親が子供を信じるという時、それは、子供が将来成功 すると自分に言い聞かせることや、子供が悪いことをしていないと自分に言い聞かせることを意味します。夫を信じるとか、自分を信じるというのも同様です。 自分で自分を説得しようとする心理がそこにあります。
ところが、子供が親を信じるというのは、そのような 自己説得の心理の働かない心的な状態なのです。泣いた 時には抱きかかえてくれ、可愛いと言っては抱きしめてくれた。お腹が空いたら食べさせてくれ、汚い体を洗ってくれた。 手をつないで歩き、疲れた時には背負ってくれた。

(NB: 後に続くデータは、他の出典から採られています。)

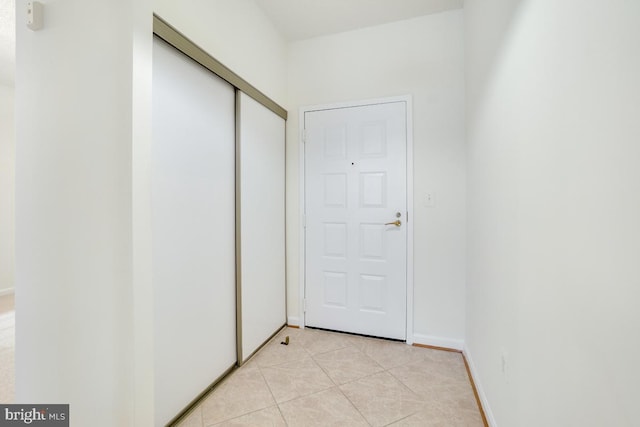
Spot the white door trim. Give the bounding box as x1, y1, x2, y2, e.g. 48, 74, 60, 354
298, 95, 413, 344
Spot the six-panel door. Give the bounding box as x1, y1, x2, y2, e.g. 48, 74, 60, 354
304, 102, 407, 340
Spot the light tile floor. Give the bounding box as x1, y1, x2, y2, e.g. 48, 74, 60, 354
0, 294, 16, 403
179, 328, 483, 427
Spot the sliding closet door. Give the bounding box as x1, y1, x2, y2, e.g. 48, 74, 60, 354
238, 93, 286, 360
152, 38, 236, 425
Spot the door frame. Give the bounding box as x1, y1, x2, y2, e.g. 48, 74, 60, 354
298, 95, 414, 344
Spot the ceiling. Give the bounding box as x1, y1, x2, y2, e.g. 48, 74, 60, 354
254, 0, 464, 41
0, 0, 16, 86
0, 0, 464, 85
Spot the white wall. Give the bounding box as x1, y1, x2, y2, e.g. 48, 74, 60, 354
15, 0, 153, 426
287, 10, 465, 346
465, 0, 640, 426
0, 85, 16, 295
153, 0, 286, 105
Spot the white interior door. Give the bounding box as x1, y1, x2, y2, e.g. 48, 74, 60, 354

そのような否定できない温かい体験をとおして形 作られた親に対する思い、親の真実への応答が「親を信じ る」ということなのです。一般に子供は、自分が親を信じていると意識することすらありません。
「信じる者は救われる」と聖書は言いますが、そこにお ける「信じる」とは、自己説得の心理が働くものではなく、否定できない温かい関係に基づくものなのです。
イスラエルの父祖アブラムは、「あなたを祝福する」と いう神様の声を聞いて、住み慣れた土地と家族を離れ、神様の示す地にやって来ました。 しかし、彼は子どもが生まれないまま、老人になってしまいます。神様は、「あなたとあなたの子孫にこの地を与える」と約束なさいますが、アブラムにはそれも虚しく聞こえるだけです。
自己説得が限界に達したとき、神様は、アブラムを訪 れ、天幕の外に連れ出し、満天の夜空をお見せになります。そして言われました。 「あなたの子孫はあのようにな る」と。神様の温かいお心に触れ、アブラムは神様の言 葉を否定することができなくなりました。
聖書は言います。「アブラムは主を信じた。主は、それを彼の義と認められた」(創世記15:6) と。それまで主 を信じていなかったアブラムが、この時、初めて主を信じたのだと。
自己説得では平安も確信も得られない私たち。そんな私たちのところを訪れ、心に触れてくださる神様がいる。否定できない温かな臨在で包んでくださる方がいる。この方を待ちたいと思います。